European edtech & the emergence of supplementary education

The Brighteye Ventures Edtech Funding Report released last week evidenced a positive and increasingly broad-based development of the European edtech sector:

Venture capital funding tripled over the previous year, reaching some $2.5B.

Average deal size also tripled to $8.4M, indicating increasing maturity of the sector.

Corporate Learning attracted the most funding ($926M), followed by K-12 ($659M) and Life-long/Consumer Learning ($652M), with Higher Education ($289M) and Pre-K ($136M) trailing. One possible reason being that B2C and B2B segments are sometimes seen as easier to sell into than B2G.

Six European markets raised more than $100M, up from just one market previous year.

There were six deals in excess of $80M in 2021, up from one in the previous year

Go GoStudent!

The biggest round in Europe last year was in K-12 at Vienna-based tutoring company GoStudent which is currently driving a very rapid international expansion.

(Online) tutoring has long been well represented amongst global edtech unicorns, with the heavy Chinese contingent prospering until the local market crash last year due to regulatory reforms.

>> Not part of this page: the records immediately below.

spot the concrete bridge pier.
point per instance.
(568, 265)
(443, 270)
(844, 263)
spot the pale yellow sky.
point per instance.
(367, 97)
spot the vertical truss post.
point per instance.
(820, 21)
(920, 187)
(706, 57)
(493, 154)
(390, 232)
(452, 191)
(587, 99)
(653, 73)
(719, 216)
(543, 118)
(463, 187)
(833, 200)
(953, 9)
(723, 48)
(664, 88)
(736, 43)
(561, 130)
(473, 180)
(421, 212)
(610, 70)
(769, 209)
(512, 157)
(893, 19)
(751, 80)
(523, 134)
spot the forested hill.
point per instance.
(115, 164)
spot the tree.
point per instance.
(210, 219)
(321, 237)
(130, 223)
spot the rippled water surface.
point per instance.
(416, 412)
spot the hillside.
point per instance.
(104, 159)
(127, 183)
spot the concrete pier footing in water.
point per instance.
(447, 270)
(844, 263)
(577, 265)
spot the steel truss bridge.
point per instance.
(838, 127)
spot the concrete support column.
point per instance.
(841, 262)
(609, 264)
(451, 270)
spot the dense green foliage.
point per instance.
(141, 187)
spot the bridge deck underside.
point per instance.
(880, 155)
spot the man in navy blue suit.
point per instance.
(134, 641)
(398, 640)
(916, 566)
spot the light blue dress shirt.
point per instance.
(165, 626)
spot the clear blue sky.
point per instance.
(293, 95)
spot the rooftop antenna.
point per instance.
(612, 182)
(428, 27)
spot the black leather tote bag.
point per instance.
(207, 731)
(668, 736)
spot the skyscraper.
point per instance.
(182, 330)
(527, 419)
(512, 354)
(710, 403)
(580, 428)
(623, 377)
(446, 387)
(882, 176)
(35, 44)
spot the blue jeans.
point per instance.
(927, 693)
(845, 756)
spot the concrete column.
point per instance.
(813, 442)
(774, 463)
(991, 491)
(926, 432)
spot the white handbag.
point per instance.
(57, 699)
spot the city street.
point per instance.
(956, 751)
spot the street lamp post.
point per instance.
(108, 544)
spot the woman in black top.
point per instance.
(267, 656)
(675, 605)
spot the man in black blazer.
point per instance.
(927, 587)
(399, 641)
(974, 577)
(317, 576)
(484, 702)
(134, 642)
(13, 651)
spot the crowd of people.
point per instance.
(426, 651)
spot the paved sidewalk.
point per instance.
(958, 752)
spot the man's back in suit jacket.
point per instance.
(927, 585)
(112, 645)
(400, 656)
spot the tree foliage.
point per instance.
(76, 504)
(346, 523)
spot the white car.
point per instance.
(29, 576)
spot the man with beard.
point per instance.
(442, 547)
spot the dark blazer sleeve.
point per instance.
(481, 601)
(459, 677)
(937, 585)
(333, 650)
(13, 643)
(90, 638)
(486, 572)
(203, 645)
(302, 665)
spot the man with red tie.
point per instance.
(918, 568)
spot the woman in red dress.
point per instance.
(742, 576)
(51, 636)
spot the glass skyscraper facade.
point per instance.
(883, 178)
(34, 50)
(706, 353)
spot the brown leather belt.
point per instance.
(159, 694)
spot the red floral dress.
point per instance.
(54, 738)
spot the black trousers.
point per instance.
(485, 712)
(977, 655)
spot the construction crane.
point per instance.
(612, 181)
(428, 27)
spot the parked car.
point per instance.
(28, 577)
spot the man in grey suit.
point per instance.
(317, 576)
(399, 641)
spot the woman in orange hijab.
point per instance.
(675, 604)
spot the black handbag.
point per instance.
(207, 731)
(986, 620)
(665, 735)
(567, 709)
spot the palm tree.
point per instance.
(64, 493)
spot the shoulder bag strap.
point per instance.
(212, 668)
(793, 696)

However, until recently online tutoring had not really taken off at scale in Europe, arguably because the European landscape is fragmented and both the quality of state-provided education and the cultural preference for equity, high.

Market for supplementary education likely to grow

I believe it’s likely that the global market for supplementary education (leaving China aside for now) will continue to grow strongly in the coming years, because:

a) It works

+ Positive impact on learner outcomes*
+ Potential to support teacher retention by reducing after-hours work for existing teachers hence making the profession more attractive
+ Potential to enable recruitment as teachers of university students, former teachers and other professionals, by first (re)-igniting their interest as a tutor,

and

b) There is growing demand for it:


+ More children attend schools than ever before, expanding the addressable market
+ There is increasing competition for top universities and jobs
+ Lower fertility rates boost spending per child
+ Growth in the number of families where both parents work, reducing the time available to help children with homework.

Beware pernicious effects


However, there are some potential pernicious effects should be mitigated:
Rising inequality, since the rich can better afford it than the poor
– Unreasonable pressure on students
Competition with schools for teachers, potentially undermining public education systems.

Public-private-partnerships?

In some European countries including the UK and The Netherlands, additional public funding was made available for supplementary education during the pandemic. I am interested to learn what impact these interventions have made and whether the combination of core and supplementary educational provision in the future might be a path to raising average learner outcomes and supporting disadvantaged students?

I’m interested to learn any insights you might have on this subject. Feel free to drop me a line.

*The outcomes of the research are startling: an average student under tutoring performs about two standard deviations above the average performance of a conventional class. Or put another way, an average student following a tutoring program outperforms 98% of students in a conventional classroom!